Bipartisan group of former police officers sponsor legislation
Dover – Attorney General Beau Biden and a bipartisan group of lawmakers announced legislation today that will create a felony offense of providing false information to law enforcement officers.
Senate Bill 209, which is sponsored by Sen. Bruce Ennis, Rep. Larry Mitchell, Sen. David Lawson and Rep. Biff Lee, was introduced yesterday. Individuals who purposefully provide false information to police investigating a crime would be guilty of a Class G felony under the legislation and face the penalty of up to two years in jail. .
The federal government and other states have laws that punish those who lie to police officers. This legislation adds to Delaware’s existing false reporting law by making it a crime to knowingly provide a false statement to law-enforcement in order to prevent, hinder or delay an investigation.
“I’m proud to be working with members of the General Assembly, some of whom are former police officers, to address this significant problem,” Biden said.
“Government’s most fundamental responsibility is to protect the public,” Biden said. “Those who lie to police officers protect criminals, force law enforcement officers to waste valuable time and threaten public safety. I am proud to be working with former police officers in the legislature to address a significant problem that our police agencies confront every day.”
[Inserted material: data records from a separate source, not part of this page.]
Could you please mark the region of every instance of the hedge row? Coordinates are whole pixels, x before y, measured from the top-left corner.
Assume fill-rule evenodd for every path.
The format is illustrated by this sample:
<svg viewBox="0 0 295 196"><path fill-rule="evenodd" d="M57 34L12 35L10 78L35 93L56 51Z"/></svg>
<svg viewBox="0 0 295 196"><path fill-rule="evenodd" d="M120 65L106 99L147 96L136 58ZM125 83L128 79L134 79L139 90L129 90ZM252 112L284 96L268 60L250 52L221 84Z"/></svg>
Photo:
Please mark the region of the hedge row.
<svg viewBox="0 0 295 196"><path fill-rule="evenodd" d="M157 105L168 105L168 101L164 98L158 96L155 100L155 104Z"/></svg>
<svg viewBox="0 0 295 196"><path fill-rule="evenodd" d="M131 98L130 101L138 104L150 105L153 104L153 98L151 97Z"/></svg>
Sen. Ennis, D-Smyrna, said the issue is a long-standing one and he hope the bill will make people think twice about lying to police and prosecutors during an investigation.
“I like the fact that we’re tailoring this law to fit the crime instead of using a one-size-fits-all approach,” said Ennis, a former state police officer. “The problem of people making false statements, for whatever reason, seems like it’s been around as long as there’s been crime. But I hope this makes people decide against making a false statement.”
A retired New Castle County Police officer, Rep. Mitchell said that the legislation would help police officers gather truthful information to solve crimes.
“When police are investigating a crime, any misstep can be critical. If someone lies to police and sends them down the wrong path, an innocent person could be drawn into the investigation, or police might not catch the criminal,” said Rep. Mitchell, D-Elsmere. “If a person intentionally lies to police, law enforcement should have the ability to hold them accountable. My hope is that this new charge not only catches those who make false statements, but it also prevents others from making the same mistake. The end goal is fewer false statements, which will help police do their jobs more effectively.”
Sen. Lawson, a retired state trooper, said: “I feel that any false information given to the police hinders and prolongs the investigation which allows criminals to generate more victims in the meantime.”
Rep. Lee, R-Laurel, stated, “I am proud to be a prime sponsor of this important legislation. It’s a bill that is overdue and one that I believe will go a long way toward assisting law enforcement with their investigations. As a former State Police officer, I see the value in providing law enforcement with the tools that are needed in order to fight against anything that would obstruct justice. I applaud Senator Ennis and Rep. Mitchell for taking the lead on this legislation and I look forward to working with them and the Attorney General’s Office in getting the bill signed into law.”